Tshegofatso Sibambato, Professional Civil Engineer, Project Leader, and Design Engineer, Zutari
Tshegofatso completed her Bachelor of Science in Civil Engineering at the University of the Witwatersrand. She is a professionally registered civil engineer in the built environment market, with a particular specialisation in land development. She was inspired to study engineering because she loves seeing the fruit of her labours come alive by building civil infrastructure.
“Engineering elements are all around us, and I wanted to be a part of building our country by implementing infrastructure services. Service delivery remains a huge concern for most communities within South Africa. This speaks to our vast opportunities as engineers to implement projects to provide these services. This is how I see myself making a difference within the industry that I find myself in,” she highlights.
Her message to girls wanting to embark on a similar career is to find mentors in the engineering space: “It is important to create networks of individuals who have your best interests at heart and will help you succeed; mentors fulfil this role incredibly. Look for opportunities to expose yourself to the work environment, either through working during vacation time or over weekends if possible. Find ways of equipping yourself with skills and experience that will help you stand out when you eventually join the workforce.”
Tshegofatso adds: “Do not be afraid of the industry because you feel it is male dominated. Efforts are constantly being made for the engineering industry to transform. Many women continue to excel in the industry and have paved the way for others to have better experiences than they did. Diversity brings strength and, because of that, more women are needed in the industry to make the right moves. There are many roles that one can fulfil as an engineer; you need to find the one which best suits you.”
Mary-Anne Fechter, Environmentally Sustainable Design Consultant, Zutari
Mary-Anne studied civil engineering at the University of Pretoria. After her studies, she worked as a graduate civil engineer, focusing mainly on urban road design. With an interest in sustainability and natural resources, she completed a Master’s in Spatial Development and Natural Resource Management at the Technical University of Dresden in Germany.
Due to this combination of civil engineering and natural science, she understands and has experience in the impact that the built environment has on natural resources and how to integrate sustainability and resiliency into the planning, construction and operations of buildings and other infrastructure. Mary-Anne works as an Environmentally Sustainable Design (ESD) consultant at Zutari.
“Engineers are taught to think critically, collaborate and provide solutions,” says Mary-Anne. “Society is facing various challenges, ranging from biodiversity loss and impacts of climate change to inadequate infrastructure to provide for people’s basic needs. Engineering is crucial to tackle these problems and provide appropriate solutions. This way, engineering improves the quality of life of communities worldwide. Engineering is an exciting and ever-changing space. You learn to think critically and creatively to solve problems. It is a challenging, yet rewarding and impactful, journey.”

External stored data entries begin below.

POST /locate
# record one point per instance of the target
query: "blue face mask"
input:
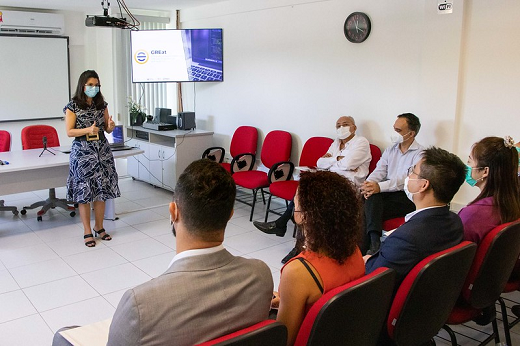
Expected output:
(91, 90)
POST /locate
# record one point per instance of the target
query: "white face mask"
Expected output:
(408, 193)
(397, 138)
(343, 132)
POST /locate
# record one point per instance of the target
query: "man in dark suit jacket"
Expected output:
(431, 184)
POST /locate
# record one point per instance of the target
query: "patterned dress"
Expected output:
(92, 171)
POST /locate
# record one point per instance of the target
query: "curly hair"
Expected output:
(331, 214)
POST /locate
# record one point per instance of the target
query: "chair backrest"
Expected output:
(276, 148)
(265, 333)
(5, 141)
(352, 314)
(427, 295)
(32, 136)
(244, 141)
(313, 149)
(496, 256)
(376, 155)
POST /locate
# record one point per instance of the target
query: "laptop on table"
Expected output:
(116, 139)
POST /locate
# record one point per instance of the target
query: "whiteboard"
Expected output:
(34, 77)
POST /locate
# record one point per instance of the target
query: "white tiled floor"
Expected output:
(49, 279)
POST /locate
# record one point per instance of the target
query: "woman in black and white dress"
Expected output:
(92, 174)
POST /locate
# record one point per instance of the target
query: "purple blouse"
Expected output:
(479, 219)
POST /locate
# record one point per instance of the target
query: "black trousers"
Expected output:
(384, 206)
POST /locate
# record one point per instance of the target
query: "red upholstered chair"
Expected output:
(276, 148)
(376, 155)
(32, 138)
(5, 145)
(352, 314)
(265, 333)
(427, 295)
(313, 149)
(496, 256)
(242, 150)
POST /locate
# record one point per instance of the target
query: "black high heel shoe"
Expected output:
(106, 237)
(90, 243)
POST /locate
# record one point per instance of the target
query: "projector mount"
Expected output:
(114, 22)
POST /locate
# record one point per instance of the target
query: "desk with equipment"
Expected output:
(34, 169)
(166, 153)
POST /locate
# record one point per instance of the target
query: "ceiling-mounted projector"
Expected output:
(107, 21)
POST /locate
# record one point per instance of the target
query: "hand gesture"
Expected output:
(111, 124)
(93, 130)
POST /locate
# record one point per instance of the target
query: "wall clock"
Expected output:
(357, 27)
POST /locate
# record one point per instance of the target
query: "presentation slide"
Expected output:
(159, 56)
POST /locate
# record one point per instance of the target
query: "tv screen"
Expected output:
(185, 55)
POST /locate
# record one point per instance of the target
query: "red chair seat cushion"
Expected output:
(284, 189)
(462, 313)
(227, 166)
(251, 179)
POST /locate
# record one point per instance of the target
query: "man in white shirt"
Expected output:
(349, 156)
(383, 189)
(206, 292)
(431, 184)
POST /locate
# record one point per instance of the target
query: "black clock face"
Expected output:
(357, 27)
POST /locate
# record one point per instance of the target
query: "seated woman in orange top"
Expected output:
(327, 210)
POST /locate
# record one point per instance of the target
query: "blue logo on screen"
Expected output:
(141, 56)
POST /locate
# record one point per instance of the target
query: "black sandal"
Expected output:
(90, 243)
(106, 237)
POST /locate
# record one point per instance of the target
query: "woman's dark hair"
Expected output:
(331, 214)
(80, 98)
(502, 180)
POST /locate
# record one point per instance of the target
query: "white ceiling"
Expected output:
(95, 7)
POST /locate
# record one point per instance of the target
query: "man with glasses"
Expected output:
(432, 227)
(383, 188)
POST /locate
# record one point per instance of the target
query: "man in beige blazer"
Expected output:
(206, 292)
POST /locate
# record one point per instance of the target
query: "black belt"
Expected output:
(84, 138)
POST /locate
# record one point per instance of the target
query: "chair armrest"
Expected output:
(243, 162)
(214, 154)
(280, 171)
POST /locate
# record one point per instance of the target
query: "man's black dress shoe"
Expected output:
(294, 252)
(270, 228)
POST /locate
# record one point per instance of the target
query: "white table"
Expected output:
(27, 171)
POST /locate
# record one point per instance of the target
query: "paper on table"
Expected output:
(95, 334)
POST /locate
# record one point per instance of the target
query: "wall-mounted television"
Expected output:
(184, 55)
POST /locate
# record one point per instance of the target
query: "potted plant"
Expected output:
(137, 114)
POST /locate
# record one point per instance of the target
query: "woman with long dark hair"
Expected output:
(328, 211)
(92, 174)
(493, 168)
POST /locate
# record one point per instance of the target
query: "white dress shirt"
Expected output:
(392, 168)
(354, 164)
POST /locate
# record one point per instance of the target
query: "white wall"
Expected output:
(288, 66)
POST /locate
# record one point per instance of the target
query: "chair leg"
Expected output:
(450, 332)
(505, 321)
(495, 331)
(268, 206)
(255, 191)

Thandazo Shabalala, Built Environment Unit, Zutari
Thandazo obtained a National Diploma in Civil Engineering from the Cape Peninsula University of Technology in 2007. She is a South African Institution of Civil Engineering (SAICE) member and a registered candidate engineering technician with the Engineering Council of South Africa (ECSA). She has gained valuable experience working in civil infrastructure projects, including supplying and upgrading water and sanitation infrastructure for municipalities.
Thandazo is currently a Senior Civil Technician specialising in the design and construction supervision of water and sanitation projects. She works under the multidisciplinary Built Environment team, which specialises in designing and delivering land infrastructure projects.
“A career in engineering allows you to change lives and make a difference in your community by solving problems and designing what really matter,” says Thandazo. “It is a fact that men dominate the civil engineering world,” she notes.
Also, many people may say this field is not for women due to the challenges faced at construction sites. However, women are extremely resilient. Building and designing infrastructure makes a difference in our communities and people’s lives by ensuring people have access to potable water and adequate sewerage.
Belinda Selkirk, Technical Director, Built Environment, Zutari
Belinda has a Diploma in Project Design focusing on building engineering, as well as a Diploma in Fire Science and Fire Safety. The Institute of Fire Engineers has awarded her GiFireE Credentials. She has been fortunate enough to have worked on many projects both locally and internationally, from shopping malls to mixed-use developments, residential and hotel developments, and industrial and medical facilities.
“I never started out as a lead fire engineer. My first job was as a draughtsperson, but hard work and perseverance paid off. Decide what you want and lay out a clear path to get to where you want to be. If you come across a setback, take a moment, reflect, and try a different way to get there. Working in the engineering environment is an exciting space. There is room for all types of people with different skillsets. Find what you enjoy and use that to direct your career trajectory,” says Belinda.
Her message is simply that the only obstacle in your path is yourself. “By sharing our experiences and how we have overcome hurdles, we create awareness about the unseen issues that women experience,” concludes Belinda.